The U.S. missile strike on a Syrian air base was widely welcomed as a response to this week's chemical weapons attack, but condemned by Syria's government and its allies Russia and Iran, which said the move would complicate efforts to fight terrorism.
The following is a sample of the reactions from the international community, the parties to Syria's six-year-old civil war and victims of the chemical attack.
A spokesman for Vladimir Putin said the strike "deals a significant blow to the Russia-U.S. relations, which are already in a deplorable shape," and poses a "serious obstacle" for creating an international coalition against terrorism. The Kremlin responded by suspending a crucial line of communication with the U.S. set up in 2015 to prevent confrontations in Syria's crowded skies.
Syrian President Bashar Assad's office denounced the U.S. strike as "reckless, irresponsible behavior." The Syrian military called the attack a "blatant aggression" that would undermine Syria's "fight against terrorism." The government refers to all groups fighting against it, including mainstream rebels, as terrorists.
Jamil al-Saleh, a rebel commander in the central Hama province, called for more strikes, saying "Bashar's regime only understands force." He said he hoped the missile attack "is a turning point and not a passing thing." The Syrian Coalition, an opposition group, said the U.S. attack puts an end to an age of "impunity" and should herald the start of a larger campaign.
CHEMICAL ATTACK VICTIMS
The victims of Tuesday's chemical attack in the northern town of Khan Sheikhoun, which killed more than 80 people and wounded dozens more, welcomed the strike but said they feared it would be a one-off. Alaa Alyousef, a 27-year-old survivor, called for a no-fly zone to protect civilians, saying that confining the strikes to one air base was merely an "anesthetic." Khaled al-Khaled, 45, who is struggling to recover from the attack, said he rejects foreign intervention in Syria, but that "the regime has forced us to join hands with enemies... No one is supporting the Syrian people. Only God is on our side."
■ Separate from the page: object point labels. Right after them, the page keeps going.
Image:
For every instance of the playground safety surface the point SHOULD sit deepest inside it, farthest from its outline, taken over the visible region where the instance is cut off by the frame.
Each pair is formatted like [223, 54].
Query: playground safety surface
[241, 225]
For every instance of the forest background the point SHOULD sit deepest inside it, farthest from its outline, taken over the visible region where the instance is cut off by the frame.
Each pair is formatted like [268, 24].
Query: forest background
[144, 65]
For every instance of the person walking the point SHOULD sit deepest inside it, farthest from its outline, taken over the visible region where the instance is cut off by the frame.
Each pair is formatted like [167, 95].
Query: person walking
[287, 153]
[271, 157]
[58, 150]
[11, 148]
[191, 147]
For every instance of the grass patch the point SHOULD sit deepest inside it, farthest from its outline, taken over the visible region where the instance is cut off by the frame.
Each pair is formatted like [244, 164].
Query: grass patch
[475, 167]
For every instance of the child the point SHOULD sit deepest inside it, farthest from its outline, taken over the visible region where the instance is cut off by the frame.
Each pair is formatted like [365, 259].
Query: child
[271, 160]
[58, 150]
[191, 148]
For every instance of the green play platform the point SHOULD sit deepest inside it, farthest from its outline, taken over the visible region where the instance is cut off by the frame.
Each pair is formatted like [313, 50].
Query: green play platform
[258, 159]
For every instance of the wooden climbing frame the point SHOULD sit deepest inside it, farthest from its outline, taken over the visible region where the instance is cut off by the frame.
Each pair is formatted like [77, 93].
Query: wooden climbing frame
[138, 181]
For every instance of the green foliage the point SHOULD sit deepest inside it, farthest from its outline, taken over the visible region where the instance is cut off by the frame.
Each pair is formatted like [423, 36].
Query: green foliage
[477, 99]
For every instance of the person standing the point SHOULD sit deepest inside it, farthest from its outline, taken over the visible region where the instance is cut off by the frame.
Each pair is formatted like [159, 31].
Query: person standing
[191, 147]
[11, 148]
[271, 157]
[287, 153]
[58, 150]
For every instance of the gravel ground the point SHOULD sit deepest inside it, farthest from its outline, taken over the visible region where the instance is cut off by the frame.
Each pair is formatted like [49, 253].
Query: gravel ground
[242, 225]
A foreign ministry official praised "the courageous decision by U.S. President Donald Trump to respond to the (Syrian) regime's crimes against its people in light of the failure of the international community to stop the regime from brutalizing its people." Saudi Arabia is a leading supporter of the rebels fighting to overthrow Assad.
Foreign Minister Mevlut Cavusoglu expressed Turkey's support for the U.S. strike. "This regime must be removed from leading Syria as soon as possible and the best way to do that is by starting the transitional process," he said. Pointing to Assad's "continuing crimes against humanity," he also warned of further refugee flows from the conflict.
Iranian Foreign Ministry spokesman Bahram Ghasemi said the U.S. strike was "dangerous, destructive and violates the principles of international law," adding that it would "not only complicate the situation in Syria but in the entire region." Iran is a key ally of Assad.
The British government said it was informed in advance about the U.S. missile strikes, and firmly supports the American action. Prime Minister Theresa May's office called it "an appropriate response to the barbaric chemical weapons attack launched by the Syrian regime," saying it was "intended to deter further attacks."
French President Francois Hollande said the strikes were a response to the chemical attack, and planned an emergency defense meeting to discuss next steps in Syria. France has long called for Assad's departure, but French diplomats have pushed this week for resumed peace talks instead of international intervention. French Foreign Minister Jean-Marc Ayrault said the U.S. bombing was a warning to Assad's allies Russia and Iran.
Italy said the U.S. strikes on Syria were "proportionate" given the "war crimes" committed by the Assad government in using chemical weapons against its own people. It said the U.S. strikes would serve as a deterrent for any possible future chemical attacks. The country's largest opposition group, the anti-establishment 5-Star Movement, condemned the U.S. attack and demanded Italy not get drawn in. The opposition center-right Northern League party called the strikes a "gift to ISIS," the Islamic State group.
President Reuven Rivlin said the U.S. strike on Syria was an "appropriate response" to the "unthinkable brutality" of the chemical attack. He said the U.S. "serves as an example to the entire free world" in supporting steps to end atrocities in Syria. Prime Minister Benjamin Netanyahu and Defense Minister Avigdor Lieberman also welcomed the strikes.